Nel 2019 milioni e milioni di persone, per lo più giovani, sono scese in strada per chiedere diritti, giustizia , libertà, dignità, rispetto per l’ambiente, fine della corruzione e delle disuguaglianze. Una moltitudine di persone disposte a mettersi di traverso a politiche ingiuste non si vedeva dal 2010/11. Dal Cile all’Iran, da Hong Kong all’Iraq, dall’Egitto all’Ecuador, dal Sudan al Libano, hanno sfidato e subito una repressione molto forte.
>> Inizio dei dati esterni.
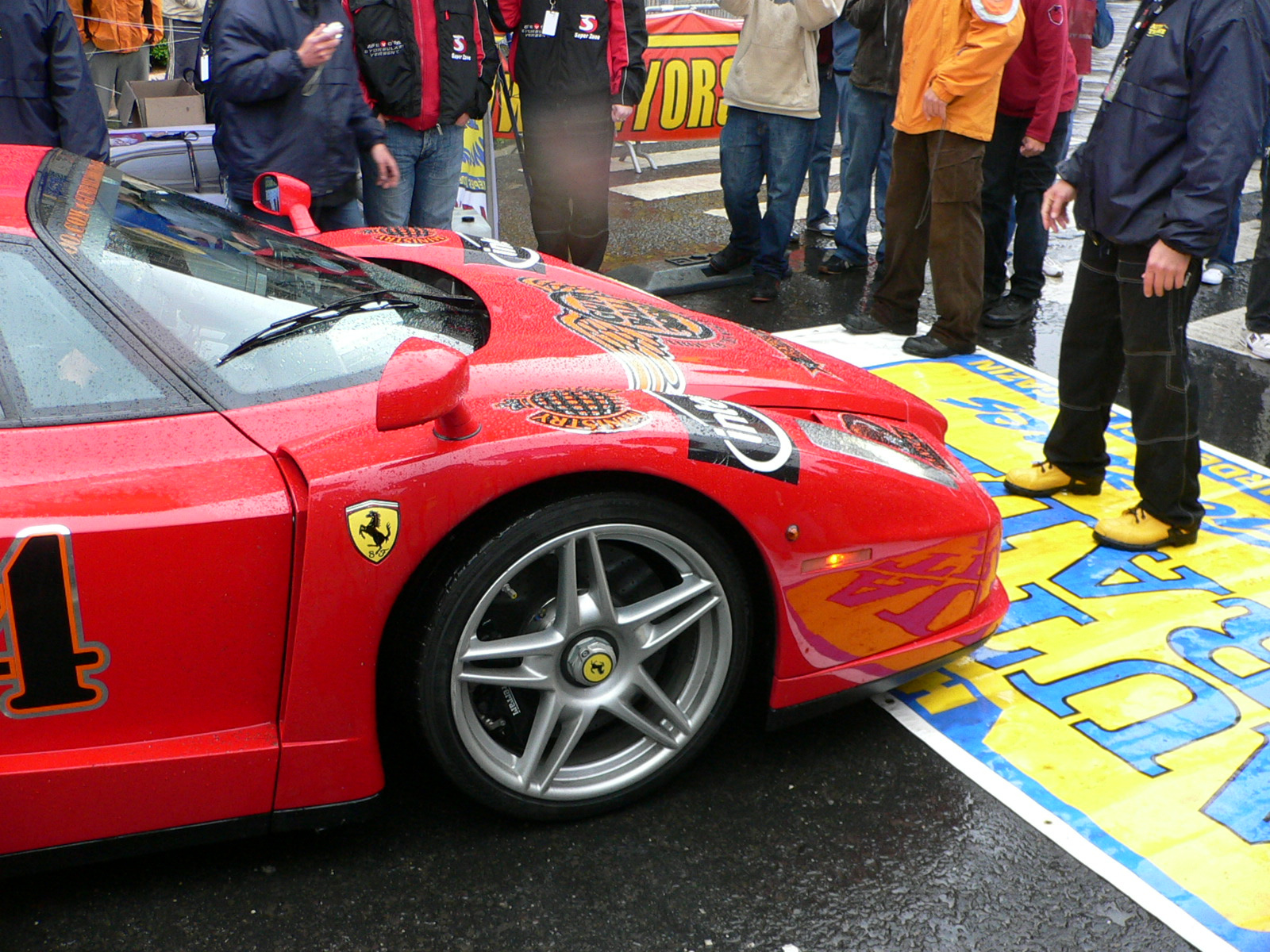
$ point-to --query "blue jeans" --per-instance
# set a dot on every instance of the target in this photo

I governi hanno sparato ai loro cittadini, perdendo ulteriormente credibilità.”

Nata dall’urgenza di definire uno standard universale secondo cui ordinare l’organizzazione del mondo postbellico, la Dichiarazione Universale dei Diritti Umani è stata promanata dalle Nazioni Unite il 10 dicembre 1948. Cade oggi l’anniversario di questo storico accordo, che diede una prima impronta ufficiale al riconoscimento dei diritti fondamentali dell’uomo, diritti che i governi firmatari si impegnavano a garantire nella ricostruzione di un mondo sconvolto dalle tremende vicende belliche della seconda guerra.
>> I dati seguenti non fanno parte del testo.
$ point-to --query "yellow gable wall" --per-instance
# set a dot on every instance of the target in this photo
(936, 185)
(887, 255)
In particolare, la fine della dominazione politica ed economica europea sui territori colonizzati si presentò come l’occasione per ripensare alla condizione dell’individuo e delle comunità: quelli che erano già definiti come diritti umani, a partire dalla dichiarazione d’indipendenza americana del 1776, furono estesi a tutti gli uomini e le donne del mondo, e furono ampliati e ridefiniti gli standard civili che permettessero all’umanità tutta di garantire la pace tra i popoli.

Ogni anno, Amnesty International pubblica il rapporto annuale sui diritti umani nel mondo attraverso l’osservazione delle condotte dei popoli, delle nazioni e dei governi in materia di salvaguardia dei diritti civili.
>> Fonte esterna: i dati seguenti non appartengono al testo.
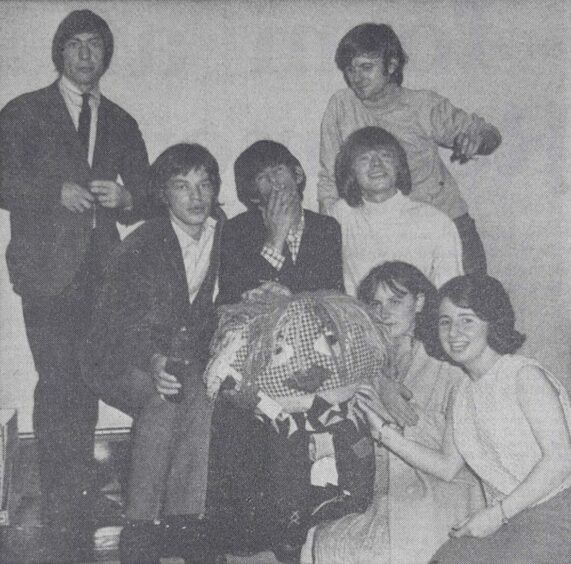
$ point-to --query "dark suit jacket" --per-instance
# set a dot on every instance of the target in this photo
(318, 265)
(39, 151)
(143, 308)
Inutile dire che al centro del problema risiedono quelle nazioni che hanno iniziato il percorso di riscatto dalla dominazione coloniale nella seconda metà del Novecento, e l’Africa primeggia. Nonostante la maggioranza degli stati africani abbia raggiunto uno standard sufficiente nel garantire l’esercizio dei diritti all’interno dei propri confini, soddisfacendo le libertà fondamentali universalmente riconosciute, come ad esempio la possibilità di accedere a libere elezioni, ad un’informazione imparziale, alla protezione umanitaria, a tutt’oggi sono diverse e preoccupanti le violazioni dei diritti umani in continente africano.

Evitiamo qui l’elenco di orrori umanitari perpetrati in Africa a causa dell’instabilità politica, delle guerre civili ancora in corso, dei regimi dittatoriali che mantengono il loro potere negando ai cittadini la libertà individuale e collettiva. Evitiamo in questa sede di sottolineare le pratiche barbare di coercizione e negazione dello sviluppo personale di donne e uomini che vivono tutt’oggi in balia di governi che basano la loro legittimità sul monopolio della forza contro i propri cittadini. Evitiamo qui di citare i numeri dei prigionieri politici, delle uccisioni di civili, delle limitazioni alle libertà fondamentali. Evitiamo di sottolineare quanto in alcuni paesi africani siano ancora dominanti pregiudizi razziali su base etnica e religiosa – per non parlare della parità di genere – o quanto il diritto umano alla distribuzione equa delle risorse sia costantemente irriso dall’economia mondiale con la connivenza dei governi in Africa.

Il rapporto di Amnesty International quest’anno fa il punto oltre che sui dati relativi alle violazioni dei diritti umani, quanto sulla reazione che l’umanità, con movimenti di protesta locali ma dal contenuto trasversale in Africa come in Europa e in Asia, ha opposto nel corso del 2019 ai soprusi e alle ingiustizie.

Nessuno può chiamarsi fuori, avverte Moni Ovadia nella prefazione al rapporto. Nessuno può ritenere conclusa la lotta per l’applicazione della dichiarazione dei diritti universali dell’uomo, né i popoli ancora sottomessi da regimi ingiusti, né chi, come noi, vive nell’illusione di aver conquistato uguaglianza, libertà e diritti nel mondo occidentale.
È quindi doverosa la riflessione, almeno oggi nella Giornata Internazionale per i Diritti Umani, su quanto c’è ancora da fare nel mondo, su quanto le distanze culturali debbano essere colmate dal principio di uguaglianza dei diritti fondamentali, su quanto possiamo fare nel nostro piccolo per affermare tutti i giorni il sostegno ad un’umanità libera di esprimere la propria soggettività, ovunque nel mondo.